I give the advice to all students that ask about the common question: basically how did you decide you wanted to do X and not do X. My advice is that you got to choose something that you can deal with, the bad stuff everyday, the bad parts of it. Because most of the time its good stuff, sometimes you have to deal with the bad stuff or the really common things. If you don’t think you can deal with the bad parts or common parts of the specialty then that is probably not for you, because that will probably be something you have to deal with a lot, before you get to the more interesting stuff. Medicine is like 90% routine and 10% craziness. So if you can’t deal with the routine, you are not going to enjoy yourself. 

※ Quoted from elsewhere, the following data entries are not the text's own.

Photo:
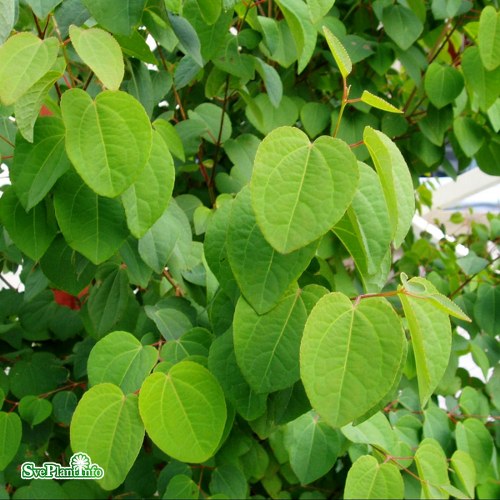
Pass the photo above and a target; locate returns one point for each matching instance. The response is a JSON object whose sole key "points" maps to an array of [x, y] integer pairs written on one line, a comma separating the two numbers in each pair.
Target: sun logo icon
{"points": [[79, 462]]}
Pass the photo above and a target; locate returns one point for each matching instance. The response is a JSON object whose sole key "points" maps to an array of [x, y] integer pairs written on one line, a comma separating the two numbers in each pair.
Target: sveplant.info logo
{"points": [[80, 467]]}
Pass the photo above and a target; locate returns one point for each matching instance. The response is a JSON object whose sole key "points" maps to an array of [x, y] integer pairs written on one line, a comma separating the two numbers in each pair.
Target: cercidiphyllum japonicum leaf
{"points": [[24, 59], [38, 165], [432, 469], [107, 426], [119, 358], [339, 53], [101, 53], [92, 225], [349, 356], [222, 363], [146, 199], [367, 478], [27, 107], [117, 16], [10, 437], [267, 346], [396, 181], [184, 411], [263, 274], [108, 140], [301, 189], [31, 231], [489, 37], [422, 288], [313, 447], [430, 332], [365, 230], [301, 28], [215, 247]]}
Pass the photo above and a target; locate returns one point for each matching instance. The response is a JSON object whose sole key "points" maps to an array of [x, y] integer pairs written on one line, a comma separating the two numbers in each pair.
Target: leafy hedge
{"points": [[209, 209]]}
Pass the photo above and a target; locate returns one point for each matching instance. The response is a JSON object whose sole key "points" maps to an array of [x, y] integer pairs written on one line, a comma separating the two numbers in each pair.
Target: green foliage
{"points": [[205, 205]]}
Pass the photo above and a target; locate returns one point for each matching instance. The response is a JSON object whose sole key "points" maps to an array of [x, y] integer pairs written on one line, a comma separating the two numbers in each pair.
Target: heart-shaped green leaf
{"points": [[107, 140], [267, 346], [300, 190], [101, 232], [119, 358], [101, 53], [24, 59], [107, 426], [343, 342], [396, 181], [184, 411], [263, 274]]}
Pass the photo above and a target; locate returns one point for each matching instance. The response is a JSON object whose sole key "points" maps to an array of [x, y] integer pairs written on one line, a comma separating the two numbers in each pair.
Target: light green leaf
{"points": [[369, 479], [339, 53], [402, 25], [396, 181], [117, 16], [365, 229], [303, 32], [487, 310], [101, 53], [119, 358], [431, 339], [442, 84], [10, 437], [263, 275], [313, 447], [182, 486], [215, 248], [489, 37], [101, 232], [267, 346], [422, 288], [37, 167], [222, 363], [378, 102], [265, 117], [24, 59], [465, 470], [34, 410], [184, 411], [272, 81], [484, 83], [31, 231], [28, 106], [7, 18], [42, 8], [169, 235], [107, 426], [107, 140], [146, 200], [300, 190], [210, 10], [473, 438], [343, 342], [230, 481], [432, 468]]}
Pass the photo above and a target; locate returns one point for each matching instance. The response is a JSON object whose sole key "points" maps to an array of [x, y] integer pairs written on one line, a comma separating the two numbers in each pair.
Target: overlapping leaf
{"points": [[341, 344], [300, 190]]}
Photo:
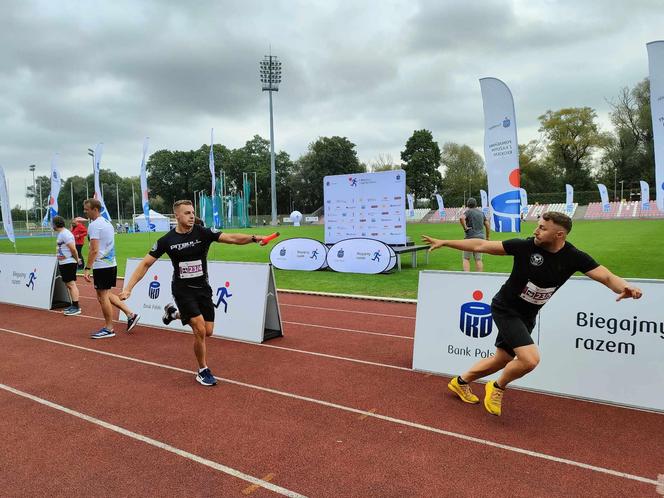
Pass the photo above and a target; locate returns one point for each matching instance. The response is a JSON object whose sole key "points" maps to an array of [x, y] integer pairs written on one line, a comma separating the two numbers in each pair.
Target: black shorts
{"points": [[193, 301], [105, 277], [513, 328], [68, 272]]}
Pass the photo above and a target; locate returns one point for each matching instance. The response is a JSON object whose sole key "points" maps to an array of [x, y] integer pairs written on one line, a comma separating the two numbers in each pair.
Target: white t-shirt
{"points": [[63, 253], [102, 230]]}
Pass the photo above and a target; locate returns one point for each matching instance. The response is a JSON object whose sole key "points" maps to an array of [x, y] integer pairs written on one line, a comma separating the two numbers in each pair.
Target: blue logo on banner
{"points": [[475, 318], [153, 291]]}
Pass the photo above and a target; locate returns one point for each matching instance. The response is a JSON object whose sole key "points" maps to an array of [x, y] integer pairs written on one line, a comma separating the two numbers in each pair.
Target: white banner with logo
{"points": [[30, 280], [604, 197], [365, 205], [591, 346], [361, 256], [656, 69], [501, 155], [243, 294], [299, 254]]}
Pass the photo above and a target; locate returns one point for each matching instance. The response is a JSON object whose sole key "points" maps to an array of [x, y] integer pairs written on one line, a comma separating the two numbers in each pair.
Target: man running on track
{"points": [[541, 265], [187, 245]]}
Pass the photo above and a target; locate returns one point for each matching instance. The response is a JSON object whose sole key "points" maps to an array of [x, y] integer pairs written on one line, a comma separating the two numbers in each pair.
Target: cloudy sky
{"points": [[76, 73]]}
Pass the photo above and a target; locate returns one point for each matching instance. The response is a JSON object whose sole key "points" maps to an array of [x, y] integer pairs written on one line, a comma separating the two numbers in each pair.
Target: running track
{"points": [[330, 409]]}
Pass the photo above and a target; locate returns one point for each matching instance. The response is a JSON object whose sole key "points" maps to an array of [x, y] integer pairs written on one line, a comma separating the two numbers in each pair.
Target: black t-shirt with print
{"points": [[188, 253], [537, 274]]}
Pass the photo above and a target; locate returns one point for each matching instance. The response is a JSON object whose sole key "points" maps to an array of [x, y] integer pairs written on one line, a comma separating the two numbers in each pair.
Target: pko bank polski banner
{"points": [[243, 294], [367, 205], [656, 69], [501, 155], [591, 346]]}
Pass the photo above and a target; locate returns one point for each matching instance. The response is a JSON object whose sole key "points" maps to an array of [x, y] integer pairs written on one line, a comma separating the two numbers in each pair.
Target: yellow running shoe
{"points": [[493, 398], [463, 391]]}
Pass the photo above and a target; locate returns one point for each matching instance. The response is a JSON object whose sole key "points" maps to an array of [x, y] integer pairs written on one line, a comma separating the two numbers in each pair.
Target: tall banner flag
{"points": [[604, 196], [569, 198], [215, 205], [645, 196], [52, 209], [501, 154], [99, 149], [6, 208], [656, 66], [441, 205], [144, 186], [523, 198], [485, 203]]}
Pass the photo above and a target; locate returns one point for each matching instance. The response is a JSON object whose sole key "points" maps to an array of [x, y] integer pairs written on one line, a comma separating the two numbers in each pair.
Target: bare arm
{"points": [[138, 274], [471, 245], [615, 283]]}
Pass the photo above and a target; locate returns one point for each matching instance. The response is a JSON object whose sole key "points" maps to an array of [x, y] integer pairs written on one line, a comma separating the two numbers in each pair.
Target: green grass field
{"points": [[630, 248]]}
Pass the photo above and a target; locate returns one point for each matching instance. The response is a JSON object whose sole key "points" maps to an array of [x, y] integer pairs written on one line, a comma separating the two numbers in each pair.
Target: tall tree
{"points": [[422, 159], [572, 136]]}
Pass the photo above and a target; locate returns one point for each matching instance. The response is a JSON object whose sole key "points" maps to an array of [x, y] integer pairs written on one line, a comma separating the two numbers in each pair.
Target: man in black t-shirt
{"points": [[542, 264], [187, 245]]}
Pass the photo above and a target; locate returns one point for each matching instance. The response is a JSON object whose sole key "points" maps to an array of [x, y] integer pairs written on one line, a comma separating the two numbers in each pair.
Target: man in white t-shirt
{"points": [[68, 258], [104, 269]]}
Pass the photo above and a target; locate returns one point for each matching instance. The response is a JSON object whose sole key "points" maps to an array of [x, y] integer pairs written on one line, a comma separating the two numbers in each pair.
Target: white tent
{"points": [[158, 222]]}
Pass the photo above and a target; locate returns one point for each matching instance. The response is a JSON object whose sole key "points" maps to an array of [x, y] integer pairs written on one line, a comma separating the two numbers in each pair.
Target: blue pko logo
{"points": [[153, 291], [475, 317]]}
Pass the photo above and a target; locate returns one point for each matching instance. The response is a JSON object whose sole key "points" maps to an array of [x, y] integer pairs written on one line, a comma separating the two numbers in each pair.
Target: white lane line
{"points": [[407, 423], [347, 311], [350, 330], [158, 444]]}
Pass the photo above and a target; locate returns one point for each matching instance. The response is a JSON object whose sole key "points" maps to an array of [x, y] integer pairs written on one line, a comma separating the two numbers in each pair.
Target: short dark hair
{"points": [[93, 204], [560, 219], [58, 222]]}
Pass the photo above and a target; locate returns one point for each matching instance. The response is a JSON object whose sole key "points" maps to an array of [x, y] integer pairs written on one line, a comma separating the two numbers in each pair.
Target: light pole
{"points": [[270, 78]]}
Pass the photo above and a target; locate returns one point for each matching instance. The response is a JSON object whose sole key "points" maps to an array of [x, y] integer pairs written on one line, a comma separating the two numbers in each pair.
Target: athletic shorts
{"points": [[105, 277], [476, 255], [513, 328], [193, 301], [68, 272]]}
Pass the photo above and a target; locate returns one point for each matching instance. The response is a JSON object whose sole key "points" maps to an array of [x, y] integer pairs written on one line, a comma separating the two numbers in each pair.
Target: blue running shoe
{"points": [[133, 321], [206, 378], [103, 333]]}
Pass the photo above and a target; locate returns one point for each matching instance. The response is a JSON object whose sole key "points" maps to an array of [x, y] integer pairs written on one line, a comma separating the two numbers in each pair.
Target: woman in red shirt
{"points": [[80, 232]]}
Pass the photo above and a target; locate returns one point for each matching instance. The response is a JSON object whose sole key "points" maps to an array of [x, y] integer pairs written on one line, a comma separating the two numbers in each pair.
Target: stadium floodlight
{"points": [[270, 73]]}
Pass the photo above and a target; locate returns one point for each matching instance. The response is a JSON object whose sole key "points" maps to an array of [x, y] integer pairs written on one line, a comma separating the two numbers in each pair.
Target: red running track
{"points": [[330, 409]]}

Thee other advice is people always ask me, “well what would you suggest in terms of picking this residency versus thiis residency or that residency, you know which university. To me I give the very, I don’t know if it is just my approach to it coming from an area where I didn’t have too much choice, if you had to pick probably you are going to be just as good as specialist or doctor from any residency, so you should pick the one where you want to live for 5 years. That could be because people are there, family or you just want to check it out or move away from family, I don’t know, but just pick somewhere where you think you could live for 5 years, or maybe for longer because a lot of people end up staying where they do residency whether they intend to do that in the beginning or not, so that is how I tell people to choose where to go. In terms of ENT, if you want to do ENT the best thing to do is try and see lots of different parts of ENT. A lot of universities still don’t have any mandatory ENT, in Ottawa we have 1 week. But your experience of ENT even in Ottawa will depend on which hospital you go to that week, if you end up in the OR or clinic, who you work with. It can be extremely variable even in one medical school. Especially if you don’t have ENT exposure, you really don’t know. I think if there is any interest at all, you just have to try hard to get some exposure to different parts of it and see if you really like it. Of course, COVID makes that really difficult these days and I feel bad for students since COVID. I don’t even know how, I can only imagine how bad it has been. But now things are opening up a little bit, just try and experience different parts and see if it is for you. And if you do want to get into ENT, it is fairly competitive so you do need to get around and see people and go to different places. Show yourself, work hard, and yeah it should work out.  

 

Hannah:

That is really great advice, particularly for students going through the carms process now and thinking about where they can do residency and what is the best fit. 

Dr. Tse:

Yeah, I think if you go somewhere, and you don’t like the people you don’t want to go there for residency, no matter how reputable or unreputable, or whatever, or how much surgery they do or how little, everybody is going to end up fine at the end right. Despite what everyone says about this program being more surgical or that program being less surgical everybody is perfectly fine at the end. So can you work with these people for 5 years, can you live there for 5 years, that is the important thing because there is more to life than work. That is what really makes residency good, is the people you work with and where you are living. Because you will learn your surgery, you will learn your facts, everybody learns that stuff. So there is more to live than learning things. 

Hannah: 

That is a really good point as well. Thank you so much Dr. Tse for taking the time to talk with us about your journey and how you focused your practice and research. And Thank you to the listeners who tuned in, we hope to see you back for our next episode.